There are big opportunities to develop product and do it faster. The faster you do it, the more risk you eliminate because you can design closer to the market. You are right with the trends. Being fast is key to being successful. We are trying to reduce costs and control markets where the quality is best at the lowest cost. We opened a sourcing office in Hong Kong two years ago and source directly there. We have two groups of designers. One, here in L.A., designs for North America, for women and men. Another group, in Florence, designs the European line. There is very little interaction between the two groups. Now we are going through an initiative to combine sourcing for what is common between the two lines throughout the world. Once we achieve that, we can source that product from one place and have greater purchasing power.
How has Guess dealt with retail consolidation? Are you opening more freestanding stores or in-store shops in department stores?
This is the great vision that our chairman, Maurice Marciano, had years ago. The market was consolidating. We initiated this change to go more into retail. We think this is the way we can control our destiny over the long term, having access to the ultimate customer in a vertically integrated retail model. We don’t expect that to change significantly in the future. We will continue to open stores. [See retail story, beginning on page 34.] We’re also changing the closing date of our fiscal year: Starting this year, our fiscal year will end in late January rather than late December. We started fiscal 2008 on Feb. 4, 2007.
What has been your biggest challenge as president and chief operating officer?

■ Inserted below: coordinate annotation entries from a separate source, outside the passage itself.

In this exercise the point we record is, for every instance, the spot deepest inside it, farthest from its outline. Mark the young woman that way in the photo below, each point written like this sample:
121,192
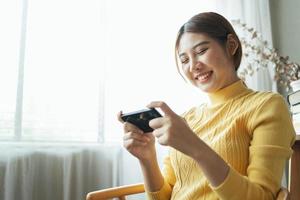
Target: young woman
234,147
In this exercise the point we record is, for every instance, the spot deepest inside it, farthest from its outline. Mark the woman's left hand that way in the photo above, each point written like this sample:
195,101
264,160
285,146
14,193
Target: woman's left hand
172,130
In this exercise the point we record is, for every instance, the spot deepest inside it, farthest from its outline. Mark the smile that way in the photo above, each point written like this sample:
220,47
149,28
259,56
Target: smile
204,76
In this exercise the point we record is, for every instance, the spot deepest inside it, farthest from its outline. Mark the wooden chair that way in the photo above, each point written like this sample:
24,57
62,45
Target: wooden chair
122,191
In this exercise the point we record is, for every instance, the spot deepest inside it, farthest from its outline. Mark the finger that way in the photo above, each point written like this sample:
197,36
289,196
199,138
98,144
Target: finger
156,123
128,127
162,105
158,133
119,117
131,142
136,136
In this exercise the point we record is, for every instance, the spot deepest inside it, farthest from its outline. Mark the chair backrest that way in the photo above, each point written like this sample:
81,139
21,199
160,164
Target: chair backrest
116,192
122,191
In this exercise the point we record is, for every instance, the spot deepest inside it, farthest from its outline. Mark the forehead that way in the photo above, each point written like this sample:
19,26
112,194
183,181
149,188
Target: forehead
189,40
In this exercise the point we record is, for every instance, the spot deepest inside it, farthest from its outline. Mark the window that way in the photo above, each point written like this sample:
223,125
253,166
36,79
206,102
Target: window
70,66
59,72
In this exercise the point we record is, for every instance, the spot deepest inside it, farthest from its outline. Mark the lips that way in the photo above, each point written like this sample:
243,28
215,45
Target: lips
203,76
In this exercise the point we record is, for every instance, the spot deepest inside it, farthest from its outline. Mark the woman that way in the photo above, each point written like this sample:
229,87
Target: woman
234,147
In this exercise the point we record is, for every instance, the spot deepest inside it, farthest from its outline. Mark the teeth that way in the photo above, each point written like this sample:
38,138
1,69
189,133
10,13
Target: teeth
203,76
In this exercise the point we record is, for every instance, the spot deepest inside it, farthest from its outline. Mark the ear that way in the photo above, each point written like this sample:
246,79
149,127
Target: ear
232,44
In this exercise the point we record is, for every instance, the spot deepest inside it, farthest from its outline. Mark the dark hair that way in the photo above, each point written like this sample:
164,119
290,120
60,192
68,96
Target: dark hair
216,27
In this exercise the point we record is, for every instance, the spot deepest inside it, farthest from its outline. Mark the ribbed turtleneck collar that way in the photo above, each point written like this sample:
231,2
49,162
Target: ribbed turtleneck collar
221,96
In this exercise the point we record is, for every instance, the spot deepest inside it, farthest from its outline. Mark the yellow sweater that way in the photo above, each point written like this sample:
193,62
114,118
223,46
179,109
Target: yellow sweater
251,131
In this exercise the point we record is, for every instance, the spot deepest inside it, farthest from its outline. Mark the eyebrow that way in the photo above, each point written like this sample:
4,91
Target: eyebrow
196,45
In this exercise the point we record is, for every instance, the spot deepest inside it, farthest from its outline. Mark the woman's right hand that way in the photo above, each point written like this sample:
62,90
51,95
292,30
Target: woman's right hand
139,144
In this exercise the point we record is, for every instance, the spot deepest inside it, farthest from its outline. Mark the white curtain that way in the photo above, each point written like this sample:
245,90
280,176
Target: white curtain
256,14
60,172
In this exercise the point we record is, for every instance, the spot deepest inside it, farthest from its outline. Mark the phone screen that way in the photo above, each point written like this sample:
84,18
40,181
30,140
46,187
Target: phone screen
141,118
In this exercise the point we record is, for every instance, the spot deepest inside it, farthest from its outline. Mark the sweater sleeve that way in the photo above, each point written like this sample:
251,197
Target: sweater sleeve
272,137
169,180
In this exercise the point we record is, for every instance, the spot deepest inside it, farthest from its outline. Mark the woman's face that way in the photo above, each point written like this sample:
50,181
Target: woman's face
206,64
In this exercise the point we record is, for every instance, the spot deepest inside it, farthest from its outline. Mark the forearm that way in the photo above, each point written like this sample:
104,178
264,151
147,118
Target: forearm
153,178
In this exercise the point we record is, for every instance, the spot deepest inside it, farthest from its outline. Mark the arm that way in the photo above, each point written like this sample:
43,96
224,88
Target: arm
272,137
166,183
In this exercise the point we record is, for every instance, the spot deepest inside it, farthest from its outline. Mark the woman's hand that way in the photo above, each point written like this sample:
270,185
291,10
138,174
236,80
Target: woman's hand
172,130
139,144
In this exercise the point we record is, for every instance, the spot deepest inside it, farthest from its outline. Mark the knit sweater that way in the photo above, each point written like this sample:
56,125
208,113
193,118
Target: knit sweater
252,131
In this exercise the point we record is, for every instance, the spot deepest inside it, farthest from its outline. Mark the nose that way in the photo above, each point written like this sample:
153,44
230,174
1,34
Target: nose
195,65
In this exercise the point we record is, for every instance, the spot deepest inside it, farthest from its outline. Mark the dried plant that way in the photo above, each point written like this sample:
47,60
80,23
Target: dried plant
258,54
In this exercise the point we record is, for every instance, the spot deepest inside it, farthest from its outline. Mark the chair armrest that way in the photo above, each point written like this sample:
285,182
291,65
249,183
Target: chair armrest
116,192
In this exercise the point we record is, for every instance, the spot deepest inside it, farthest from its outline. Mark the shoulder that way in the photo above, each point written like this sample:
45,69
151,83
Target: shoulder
260,99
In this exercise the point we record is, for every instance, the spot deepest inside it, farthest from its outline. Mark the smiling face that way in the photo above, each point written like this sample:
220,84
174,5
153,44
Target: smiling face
205,62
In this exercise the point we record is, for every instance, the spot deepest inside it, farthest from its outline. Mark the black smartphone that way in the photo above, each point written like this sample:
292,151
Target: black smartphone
141,118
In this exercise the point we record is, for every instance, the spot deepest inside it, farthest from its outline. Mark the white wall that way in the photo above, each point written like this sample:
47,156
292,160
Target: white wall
285,17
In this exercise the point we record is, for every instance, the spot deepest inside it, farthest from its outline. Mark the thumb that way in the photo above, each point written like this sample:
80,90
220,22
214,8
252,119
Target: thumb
163,106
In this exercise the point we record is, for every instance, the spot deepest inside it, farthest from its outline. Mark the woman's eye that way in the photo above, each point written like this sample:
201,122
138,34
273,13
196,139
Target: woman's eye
201,51
184,61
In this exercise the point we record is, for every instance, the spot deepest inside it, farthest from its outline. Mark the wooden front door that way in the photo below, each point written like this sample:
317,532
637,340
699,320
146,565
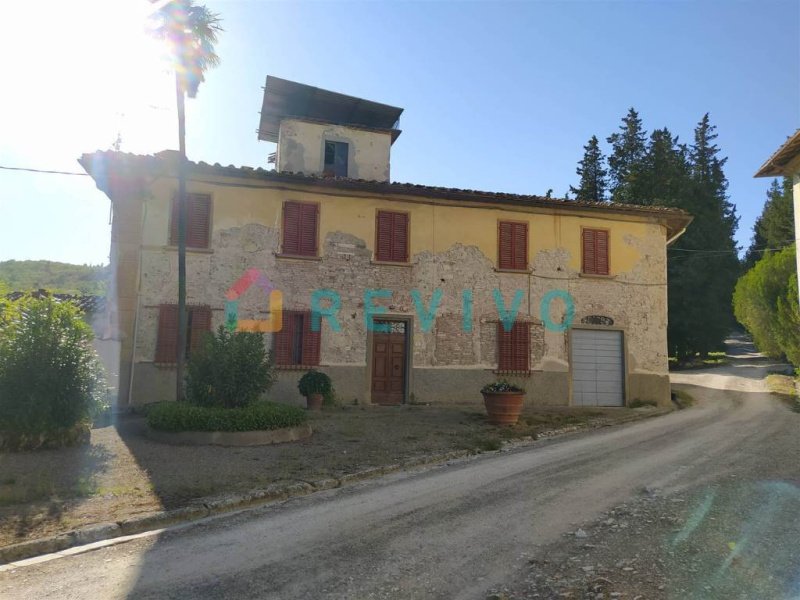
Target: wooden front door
389,364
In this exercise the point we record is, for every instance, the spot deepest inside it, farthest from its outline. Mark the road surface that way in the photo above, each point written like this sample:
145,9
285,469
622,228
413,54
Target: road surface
454,531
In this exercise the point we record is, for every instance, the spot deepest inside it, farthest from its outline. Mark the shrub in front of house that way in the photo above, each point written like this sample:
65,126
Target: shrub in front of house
229,370
182,416
51,380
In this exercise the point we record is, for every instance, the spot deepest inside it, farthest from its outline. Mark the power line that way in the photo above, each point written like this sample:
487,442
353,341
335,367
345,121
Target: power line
47,171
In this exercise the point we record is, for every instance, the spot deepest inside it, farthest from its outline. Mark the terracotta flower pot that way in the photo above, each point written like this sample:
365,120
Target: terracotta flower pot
503,408
314,402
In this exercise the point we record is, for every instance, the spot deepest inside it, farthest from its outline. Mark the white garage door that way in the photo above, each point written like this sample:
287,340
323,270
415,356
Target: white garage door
597,368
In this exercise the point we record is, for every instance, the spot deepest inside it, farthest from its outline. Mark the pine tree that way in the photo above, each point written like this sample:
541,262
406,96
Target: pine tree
774,228
703,263
625,167
592,184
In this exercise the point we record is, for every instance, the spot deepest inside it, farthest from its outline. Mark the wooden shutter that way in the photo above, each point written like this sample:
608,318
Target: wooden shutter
513,245
595,251
167,341
601,252
300,228
198,221
200,320
391,236
311,342
513,348
282,340
198,224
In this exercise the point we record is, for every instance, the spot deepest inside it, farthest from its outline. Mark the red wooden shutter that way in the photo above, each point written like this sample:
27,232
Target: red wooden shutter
282,340
173,222
589,259
513,246
300,228
198,220
506,246
311,342
601,252
400,237
505,348
391,236
201,324
520,342
291,228
308,229
167,342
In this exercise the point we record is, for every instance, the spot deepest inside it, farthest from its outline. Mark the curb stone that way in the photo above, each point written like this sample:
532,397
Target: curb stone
216,506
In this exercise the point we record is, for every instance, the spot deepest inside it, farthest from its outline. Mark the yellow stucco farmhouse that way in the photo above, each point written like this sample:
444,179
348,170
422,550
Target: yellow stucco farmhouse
399,292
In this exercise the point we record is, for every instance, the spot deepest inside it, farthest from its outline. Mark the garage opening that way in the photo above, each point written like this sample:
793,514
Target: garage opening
598,368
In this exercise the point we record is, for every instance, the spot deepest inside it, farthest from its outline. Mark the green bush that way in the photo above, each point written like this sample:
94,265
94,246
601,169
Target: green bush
182,416
765,302
229,370
51,380
315,382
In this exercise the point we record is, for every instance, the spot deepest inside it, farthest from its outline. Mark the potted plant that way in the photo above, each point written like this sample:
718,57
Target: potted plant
314,385
503,401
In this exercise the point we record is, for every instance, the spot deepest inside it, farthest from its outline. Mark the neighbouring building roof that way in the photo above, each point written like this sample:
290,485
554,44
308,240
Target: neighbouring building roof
101,164
777,163
288,99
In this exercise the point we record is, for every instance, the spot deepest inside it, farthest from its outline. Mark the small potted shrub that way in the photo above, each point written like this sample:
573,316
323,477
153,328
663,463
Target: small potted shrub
314,385
503,401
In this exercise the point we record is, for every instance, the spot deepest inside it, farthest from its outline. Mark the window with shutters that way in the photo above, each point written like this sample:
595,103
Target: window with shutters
595,251
512,242
296,345
300,227
198,323
513,348
391,236
198,221
335,159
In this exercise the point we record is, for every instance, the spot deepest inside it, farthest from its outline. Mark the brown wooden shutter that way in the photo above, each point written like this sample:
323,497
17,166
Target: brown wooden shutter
198,219
400,237
513,246
167,341
308,229
505,348
391,236
520,342
589,251
282,340
300,228
311,342
520,246
201,324
601,252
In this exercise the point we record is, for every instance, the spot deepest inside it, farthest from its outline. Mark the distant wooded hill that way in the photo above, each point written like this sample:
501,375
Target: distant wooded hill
26,275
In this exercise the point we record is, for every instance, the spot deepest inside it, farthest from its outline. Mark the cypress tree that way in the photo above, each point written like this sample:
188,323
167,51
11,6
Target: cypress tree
628,149
592,184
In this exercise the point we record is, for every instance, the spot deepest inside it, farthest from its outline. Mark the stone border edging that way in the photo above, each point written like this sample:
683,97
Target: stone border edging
229,438
211,506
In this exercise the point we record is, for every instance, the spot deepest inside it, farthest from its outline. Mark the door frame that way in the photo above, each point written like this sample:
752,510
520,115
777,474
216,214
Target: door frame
409,321
621,330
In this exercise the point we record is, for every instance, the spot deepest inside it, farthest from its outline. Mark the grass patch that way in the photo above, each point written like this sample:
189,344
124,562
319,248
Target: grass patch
783,386
182,416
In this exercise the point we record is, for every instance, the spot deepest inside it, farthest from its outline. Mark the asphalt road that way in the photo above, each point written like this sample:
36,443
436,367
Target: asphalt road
453,531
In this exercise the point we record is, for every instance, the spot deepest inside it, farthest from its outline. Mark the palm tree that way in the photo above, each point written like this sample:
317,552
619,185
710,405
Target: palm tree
190,32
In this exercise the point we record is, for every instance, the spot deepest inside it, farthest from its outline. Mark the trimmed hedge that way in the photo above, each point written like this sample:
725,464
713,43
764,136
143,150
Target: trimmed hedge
182,416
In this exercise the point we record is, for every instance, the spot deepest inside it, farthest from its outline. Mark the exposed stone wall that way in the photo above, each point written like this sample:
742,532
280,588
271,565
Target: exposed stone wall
444,358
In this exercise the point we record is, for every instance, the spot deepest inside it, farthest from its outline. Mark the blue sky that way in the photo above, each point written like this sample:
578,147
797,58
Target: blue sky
498,96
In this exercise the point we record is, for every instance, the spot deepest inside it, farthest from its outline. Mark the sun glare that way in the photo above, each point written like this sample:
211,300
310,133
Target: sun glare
85,72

The biggest challenge is the fact that this is a complex business, so I have to learn a lot and try to really make the changes that we talked about over time. We have so many opportunities. Even when the company is a reasonable size, we have a lot of opportunities to grow and the challenge is to prioritize and stay focused. There is always the temptation to chase the next opportunity or to spend more time on that other opportunity.What do you think has been your biggest accomplishment at Guess?
When I came here, we went through a challenging time. We lost all of our revenue base in the wholesale business. To build the retail base took some time. That change had a major impact on the bottom line. We lost money in 2002. To change that business model and execute on that vision required a lot of work, and coordinated work with the whole team. I also contributed a lot of financial discipline.
Everything we do has to have a return for shareholders. I take a lot of pride in saying that’s how the company operates today. We built a business model that is much more predictable and much more diversified. A fashion business that has a lot of diversified models has flexibility.
I take pride in building a culture that rewards a team. We have enhanced our pay-for-performance programs. We define goals, objectives and financial targets, and a big part of the pay for the key management team is derived as a variable, meaning that it rises with the performance of the company, including equity that key management can earn.